By leveraging the underlying structures of the quadrotor dynamics, we propose multi-agent reinforcement learning frameworks to innovate the low-level control of a quadrotor, where independent agents operate cooperatively to achieve a common goal. While single-agent reinforcement learning has been successfully applied in quadrotor controls, training a large monolithic network is often data-intensive and time-consuming. Moreover, achieving agile yawing control remains a significant challenge due to the strongly coupled nature of the quadrotor dynamics. To address this, we decompose the quadrotor dynamics into translational and yawing components and assign collaborative reinforcement learning agents to each part to facilitate more efficient training. Additionally, we introduce regularization terms to mitigate steady-state errors and prevent excessive maneuvers. Benchmark studies, including sim-to-sim transfer verification, demonstrate that our proposed training schemes substantially improve the convergence rate of training, while enhancing flight control performance and stability compared to traditional single-agent approaches.
Paper Structure (17 sections, 16 equations, 5 figures, 3 tables)

This paper contains 17 sections, 16 equations, 5 figures, 3 tables.

Figures (5)

  • Figure 1: MARL structure for the low-level control of a quadrotor: Agent $\#$1 controls the roll/pitch dynamics and the position, and Agent $\#$2 controls the yaw. Each agent receives individual observations $(o_1, o_2)$ and rewards $(r_1, r_2)$. They select the optimal joint action $(a^*_1, a^*_2)$ with their policy networks, which is converted into motor thrust $T_{1:4}$ by the mixer in \ref{['eqn:mixer']}.
  • Figure 2: Three different training schemes in single and multi-agent settings for quadrotor control tasks. (left) Single-Agent Reinforcement Learning (SARL) holds a large end-to-end policy that directly outputs motor thrust. (middle) In Decentralized Training with Decentralized Execution (DTDE) setting, each agent updates its own policy without explicit information exchange with each other. (right) Centralized Training with Decentralized Execution (CTDE) allows agents to share experience during training, but each action is executed decentrally based on their local observations and policies.
  • Figure 3: Simulation environments: (left) simplified custom environment for training. (right) real-time physics environment, gym-pybullet-dronespanerati2021learning, for sim-to-sim verification for each scheme of SARL (green), DTDE (blue), and CTDE (red).
  • Figure 4: Learning curves for each framework over timesteps.

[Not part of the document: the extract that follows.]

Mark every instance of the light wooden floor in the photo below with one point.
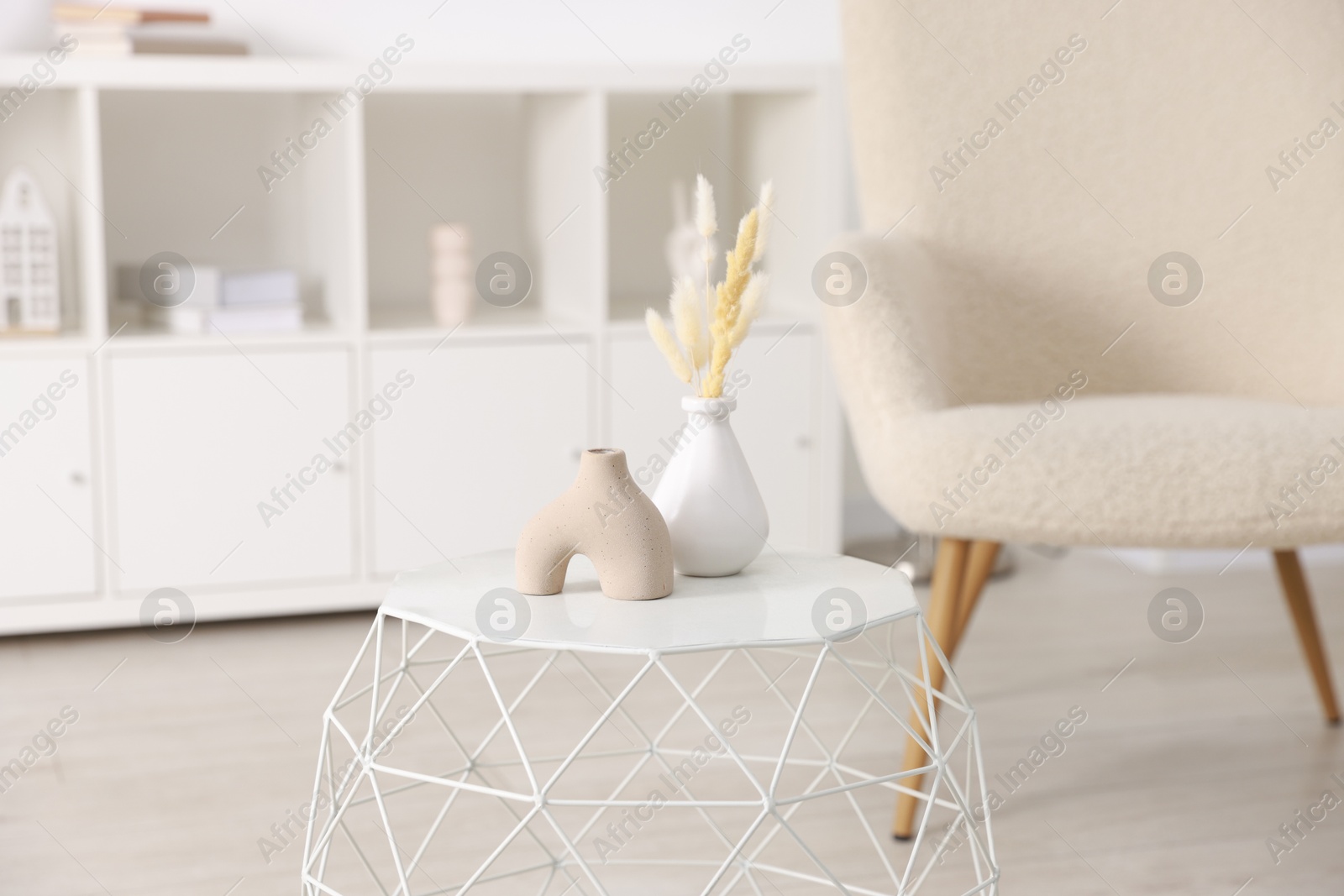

The solid lines and shaded areas represent the average and standard deviation of performance, respectively.
  • Figure 5: Flight performance comparison of SARL (green), DTDE (blue), and CTDE (red) in a single episode when $e_{b_1}(0) = 150^{\circ}$ under the same initial conditions. (a) simulation in the training environment (b) simulation in the PyBullet-based physics environment, which represents the sim-to-sim transfer. Each column visualizes (left) position error, $e_x = x - x_d \in \mathbb{R}^3$, (right) attitude error, $e_R = \frac{1}{2} (R_d^T R - R^T R_d)^\vee \in \mathbb{R}^3$.